加藤雅章住職(71)が囲碁好きなことが縁となり、2002年に設立。松戸市文化祭で囲碁大会を催したり、プロ棋士を招いて子ども囲碁教室を開くなど、地域での囲碁普及にも貢献する。05年には日本棋院の北松戸本覚寺囲碁愛好会支部として登録。全国に数ある支部の中でも寺院に置かれる珍しい存在だ。
約50人の会員には檀家もいるが、そうでない人が多い。毎回20人ほどが顔を出す。まず囲碁雑誌をテキストに勉強会を開き、その後4,5局手合わせする。基本方針は「勝負にこだわらない」。会長の三枝雅信さん(78)は「勝ちたいとは思うが、勝ち負けばかり考えていると関係がぎすぎすする。それで碁から離れていく人もいるから」と説明する。
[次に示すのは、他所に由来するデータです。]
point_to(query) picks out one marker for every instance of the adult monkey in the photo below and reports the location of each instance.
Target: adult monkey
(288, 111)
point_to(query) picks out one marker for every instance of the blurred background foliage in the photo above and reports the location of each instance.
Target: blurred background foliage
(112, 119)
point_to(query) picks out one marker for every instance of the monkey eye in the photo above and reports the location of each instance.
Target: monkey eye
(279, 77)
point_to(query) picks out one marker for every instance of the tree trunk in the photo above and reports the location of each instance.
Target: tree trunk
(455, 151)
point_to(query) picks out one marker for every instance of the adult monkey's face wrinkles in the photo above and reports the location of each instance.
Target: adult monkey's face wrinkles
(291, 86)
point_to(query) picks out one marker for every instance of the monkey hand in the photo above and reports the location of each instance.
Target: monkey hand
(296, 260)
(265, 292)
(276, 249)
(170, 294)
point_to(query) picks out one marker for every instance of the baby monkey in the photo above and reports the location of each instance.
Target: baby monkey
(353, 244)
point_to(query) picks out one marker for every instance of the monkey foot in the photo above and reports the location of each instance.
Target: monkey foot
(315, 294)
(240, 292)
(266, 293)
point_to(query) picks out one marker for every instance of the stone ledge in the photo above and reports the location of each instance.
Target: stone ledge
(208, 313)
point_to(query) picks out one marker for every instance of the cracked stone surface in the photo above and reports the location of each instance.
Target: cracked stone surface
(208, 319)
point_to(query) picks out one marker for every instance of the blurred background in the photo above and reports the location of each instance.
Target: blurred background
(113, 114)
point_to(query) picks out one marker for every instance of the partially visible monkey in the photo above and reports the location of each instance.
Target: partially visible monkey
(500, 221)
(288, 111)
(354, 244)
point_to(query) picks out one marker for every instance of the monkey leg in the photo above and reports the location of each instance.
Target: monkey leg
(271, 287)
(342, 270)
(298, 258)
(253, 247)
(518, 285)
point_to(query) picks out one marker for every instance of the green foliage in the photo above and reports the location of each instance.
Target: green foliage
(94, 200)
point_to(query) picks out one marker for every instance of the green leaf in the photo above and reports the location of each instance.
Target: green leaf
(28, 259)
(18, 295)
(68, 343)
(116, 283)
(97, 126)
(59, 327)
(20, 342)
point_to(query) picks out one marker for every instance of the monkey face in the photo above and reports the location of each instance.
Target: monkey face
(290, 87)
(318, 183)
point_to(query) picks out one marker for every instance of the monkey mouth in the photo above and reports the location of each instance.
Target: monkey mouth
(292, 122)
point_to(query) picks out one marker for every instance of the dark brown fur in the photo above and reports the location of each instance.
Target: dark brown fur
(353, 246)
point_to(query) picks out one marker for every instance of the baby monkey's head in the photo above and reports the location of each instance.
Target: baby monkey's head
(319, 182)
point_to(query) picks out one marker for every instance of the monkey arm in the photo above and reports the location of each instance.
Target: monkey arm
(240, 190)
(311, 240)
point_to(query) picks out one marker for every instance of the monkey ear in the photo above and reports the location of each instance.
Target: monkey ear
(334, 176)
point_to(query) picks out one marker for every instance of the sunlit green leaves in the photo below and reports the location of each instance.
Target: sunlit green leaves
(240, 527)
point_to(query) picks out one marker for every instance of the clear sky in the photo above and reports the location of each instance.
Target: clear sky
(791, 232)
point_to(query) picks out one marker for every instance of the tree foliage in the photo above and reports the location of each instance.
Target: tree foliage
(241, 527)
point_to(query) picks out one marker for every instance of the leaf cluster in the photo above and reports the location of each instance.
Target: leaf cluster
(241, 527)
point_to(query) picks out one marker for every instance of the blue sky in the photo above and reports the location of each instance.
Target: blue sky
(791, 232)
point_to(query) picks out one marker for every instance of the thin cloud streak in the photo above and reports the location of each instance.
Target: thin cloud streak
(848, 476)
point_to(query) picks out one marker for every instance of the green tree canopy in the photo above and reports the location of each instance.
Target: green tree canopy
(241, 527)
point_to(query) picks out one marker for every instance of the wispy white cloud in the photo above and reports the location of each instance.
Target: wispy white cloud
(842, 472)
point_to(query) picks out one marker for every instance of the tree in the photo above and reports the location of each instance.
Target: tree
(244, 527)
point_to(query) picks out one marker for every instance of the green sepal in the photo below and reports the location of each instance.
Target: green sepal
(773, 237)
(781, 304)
難局打開の手を見つけようと夢中で考えたり、思いがけない妙手に奥深さを感じることが喜びだ。
僧侶に囲碁の関係は深い。日蓮聖人と弟子・日朗の対局は日本最古の棋譜として知られ、初代家元の本因坊算砂は顕本法華宗の僧侶。顧問の加藤住職は「お寺はみんなのもの。お寺と関係の深い囲碁を機縁に、地域の人が集まる場になれば」と願う。
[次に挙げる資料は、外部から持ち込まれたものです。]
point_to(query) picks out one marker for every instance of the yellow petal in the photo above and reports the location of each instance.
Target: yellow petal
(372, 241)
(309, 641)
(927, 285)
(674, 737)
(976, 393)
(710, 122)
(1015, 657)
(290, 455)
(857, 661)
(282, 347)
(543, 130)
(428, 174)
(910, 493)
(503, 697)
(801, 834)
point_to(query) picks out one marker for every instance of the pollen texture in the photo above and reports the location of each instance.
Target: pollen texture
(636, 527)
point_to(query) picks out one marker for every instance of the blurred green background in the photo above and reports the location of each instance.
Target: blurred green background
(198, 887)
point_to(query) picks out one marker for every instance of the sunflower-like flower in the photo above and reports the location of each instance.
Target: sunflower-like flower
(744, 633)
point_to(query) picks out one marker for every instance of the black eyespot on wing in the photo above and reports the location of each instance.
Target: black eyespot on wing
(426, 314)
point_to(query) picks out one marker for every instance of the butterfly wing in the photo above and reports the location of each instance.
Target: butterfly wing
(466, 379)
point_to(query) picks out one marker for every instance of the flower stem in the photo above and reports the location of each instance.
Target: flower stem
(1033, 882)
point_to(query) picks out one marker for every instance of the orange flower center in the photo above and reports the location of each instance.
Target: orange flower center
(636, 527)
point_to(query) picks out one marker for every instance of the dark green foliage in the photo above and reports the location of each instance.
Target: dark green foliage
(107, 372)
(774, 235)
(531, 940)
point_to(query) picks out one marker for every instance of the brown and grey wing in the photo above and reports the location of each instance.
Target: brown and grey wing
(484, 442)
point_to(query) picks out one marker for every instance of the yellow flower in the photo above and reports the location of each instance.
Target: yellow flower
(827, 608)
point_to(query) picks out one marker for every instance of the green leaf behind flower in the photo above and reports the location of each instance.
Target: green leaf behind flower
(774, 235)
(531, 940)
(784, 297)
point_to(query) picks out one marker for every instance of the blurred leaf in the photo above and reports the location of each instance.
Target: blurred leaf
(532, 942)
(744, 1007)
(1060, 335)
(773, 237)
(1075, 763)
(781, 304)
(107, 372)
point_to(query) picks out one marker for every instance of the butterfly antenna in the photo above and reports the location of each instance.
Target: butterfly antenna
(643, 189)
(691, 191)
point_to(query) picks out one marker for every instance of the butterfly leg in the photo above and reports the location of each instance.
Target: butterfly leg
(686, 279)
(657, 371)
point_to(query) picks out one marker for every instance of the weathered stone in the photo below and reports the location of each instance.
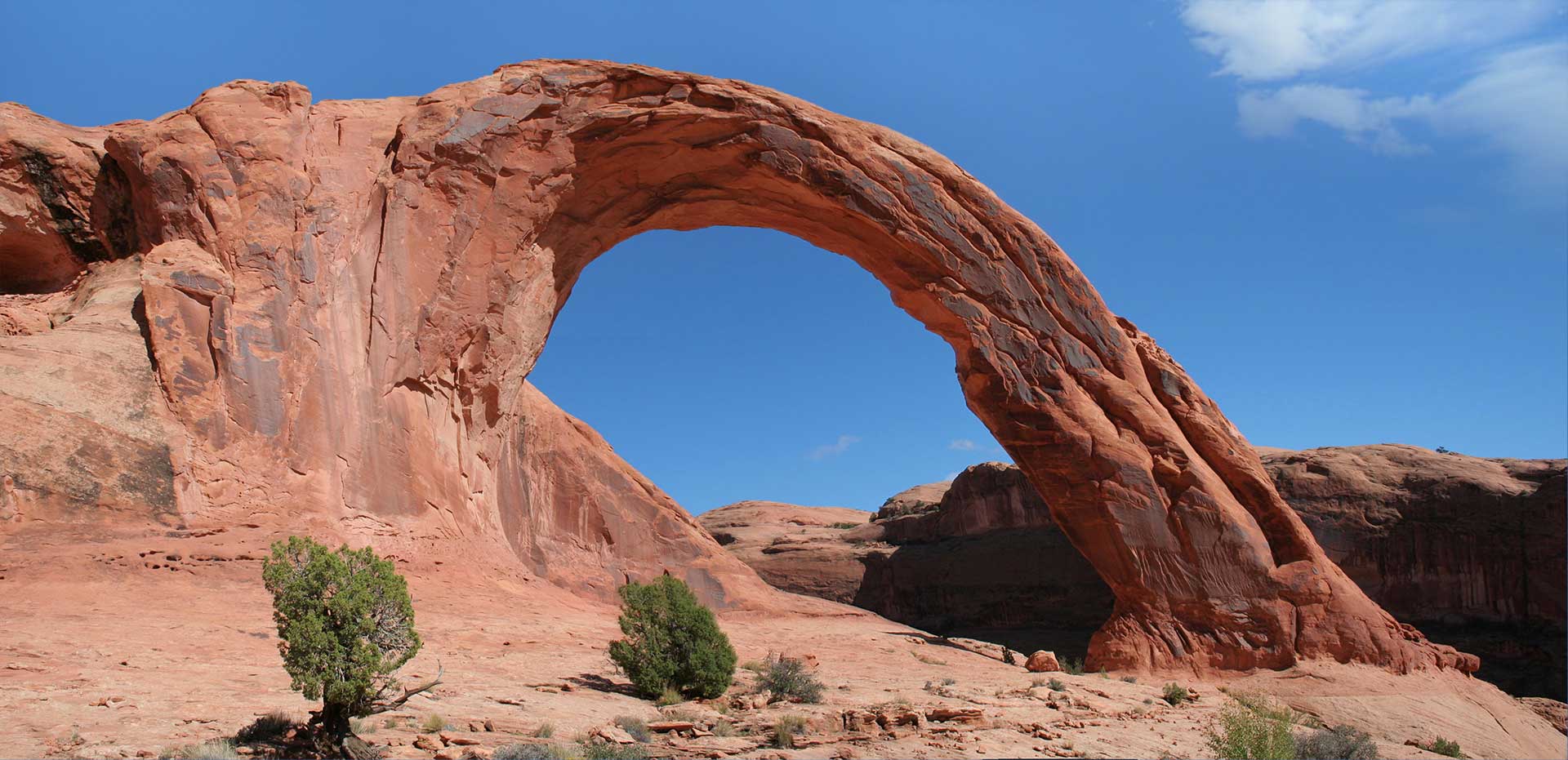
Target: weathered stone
(1043, 662)
(391, 270)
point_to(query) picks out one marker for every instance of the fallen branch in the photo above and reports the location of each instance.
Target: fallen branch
(381, 705)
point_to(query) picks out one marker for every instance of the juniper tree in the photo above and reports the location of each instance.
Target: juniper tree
(345, 625)
(671, 642)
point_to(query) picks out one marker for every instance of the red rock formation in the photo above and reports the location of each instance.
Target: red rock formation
(1465, 547)
(347, 296)
(795, 549)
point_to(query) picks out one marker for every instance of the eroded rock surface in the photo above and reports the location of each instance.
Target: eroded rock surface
(1457, 544)
(344, 301)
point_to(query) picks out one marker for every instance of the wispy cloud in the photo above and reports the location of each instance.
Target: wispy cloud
(1366, 121)
(833, 448)
(1276, 39)
(1512, 97)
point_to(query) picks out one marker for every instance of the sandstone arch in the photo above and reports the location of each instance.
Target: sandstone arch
(354, 292)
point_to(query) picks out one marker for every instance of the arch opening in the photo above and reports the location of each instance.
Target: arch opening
(933, 569)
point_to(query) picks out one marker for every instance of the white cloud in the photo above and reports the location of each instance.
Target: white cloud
(1520, 100)
(1513, 100)
(833, 448)
(1275, 39)
(1365, 121)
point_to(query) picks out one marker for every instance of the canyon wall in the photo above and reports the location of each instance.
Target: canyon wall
(344, 298)
(1462, 545)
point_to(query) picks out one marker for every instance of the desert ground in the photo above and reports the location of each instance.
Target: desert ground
(127, 644)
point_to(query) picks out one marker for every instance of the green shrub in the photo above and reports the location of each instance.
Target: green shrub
(671, 642)
(608, 751)
(789, 679)
(1245, 734)
(668, 696)
(786, 729)
(216, 749)
(344, 623)
(265, 727)
(634, 726)
(524, 751)
(1338, 743)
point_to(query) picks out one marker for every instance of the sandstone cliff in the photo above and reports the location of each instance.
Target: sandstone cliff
(342, 301)
(1463, 545)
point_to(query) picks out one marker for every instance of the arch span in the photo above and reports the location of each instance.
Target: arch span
(364, 286)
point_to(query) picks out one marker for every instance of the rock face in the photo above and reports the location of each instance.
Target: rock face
(344, 300)
(1468, 549)
(795, 549)
(1463, 545)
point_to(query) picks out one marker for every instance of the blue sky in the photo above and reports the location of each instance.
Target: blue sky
(1349, 221)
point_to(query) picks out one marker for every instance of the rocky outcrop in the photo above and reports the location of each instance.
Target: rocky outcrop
(1468, 549)
(1463, 545)
(345, 298)
(797, 549)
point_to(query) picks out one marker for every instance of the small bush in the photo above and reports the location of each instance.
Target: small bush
(608, 751)
(789, 679)
(671, 642)
(1338, 743)
(634, 726)
(786, 729)
(216, 749)
(524, 751)
(265, 727)
(668, 696)
(1252, 731)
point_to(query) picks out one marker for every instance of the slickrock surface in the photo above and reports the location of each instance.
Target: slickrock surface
(342, 301)
(1457, 544)
(119, 642)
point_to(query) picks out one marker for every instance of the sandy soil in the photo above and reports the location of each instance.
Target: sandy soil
(127, 644)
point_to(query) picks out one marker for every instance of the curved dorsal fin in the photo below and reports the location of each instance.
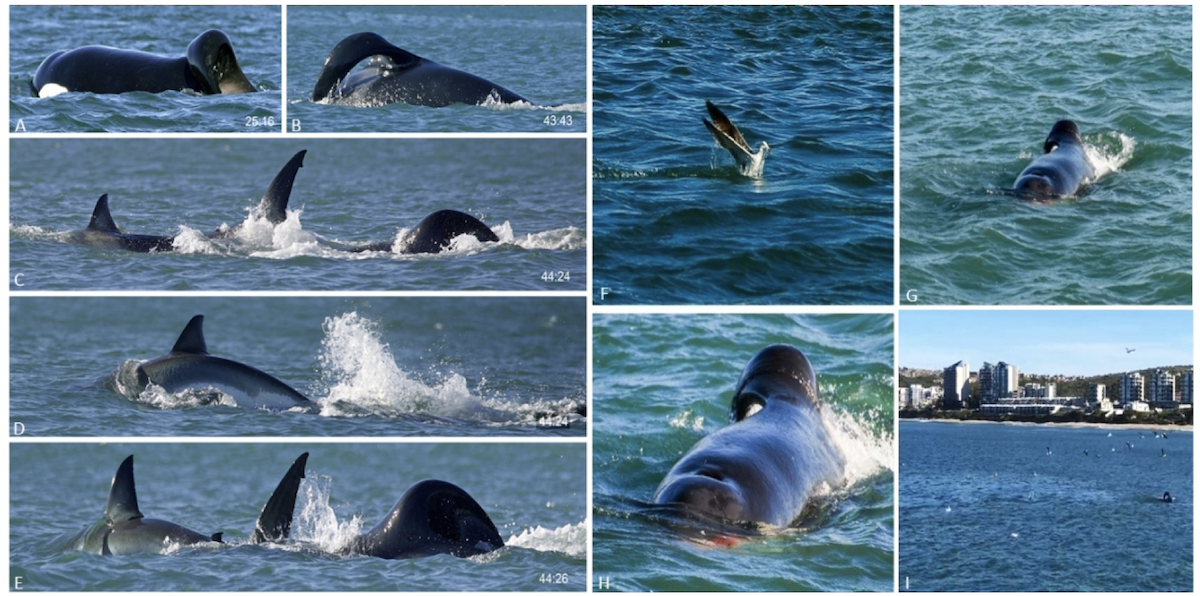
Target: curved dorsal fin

加藤住職が囲碁を始めたのは立正大に通う学生の時、肺結核で入院したことがきっかけだった。「寝ているベッドから見上げる天上が碁盤に見えた」というほどのめり込んだ。しかし今、詰め碁を解くことはあるが、誰かと対局することはない。「法務を務めながらふと、あの時こうしていれば、と頭に浮かぶことがある。それだけ勝負事には力があり、修行の妨げになる」と戒める。「理想は勝ち負けのない碁」。アマチュア最高位の8段の腕前だが、愛好会では見るだけに徹している。ネットでも対局できる時代だが、「人が集まるから楽しい。会話が弾み、心の触れ合いが生まれる」と微笑む。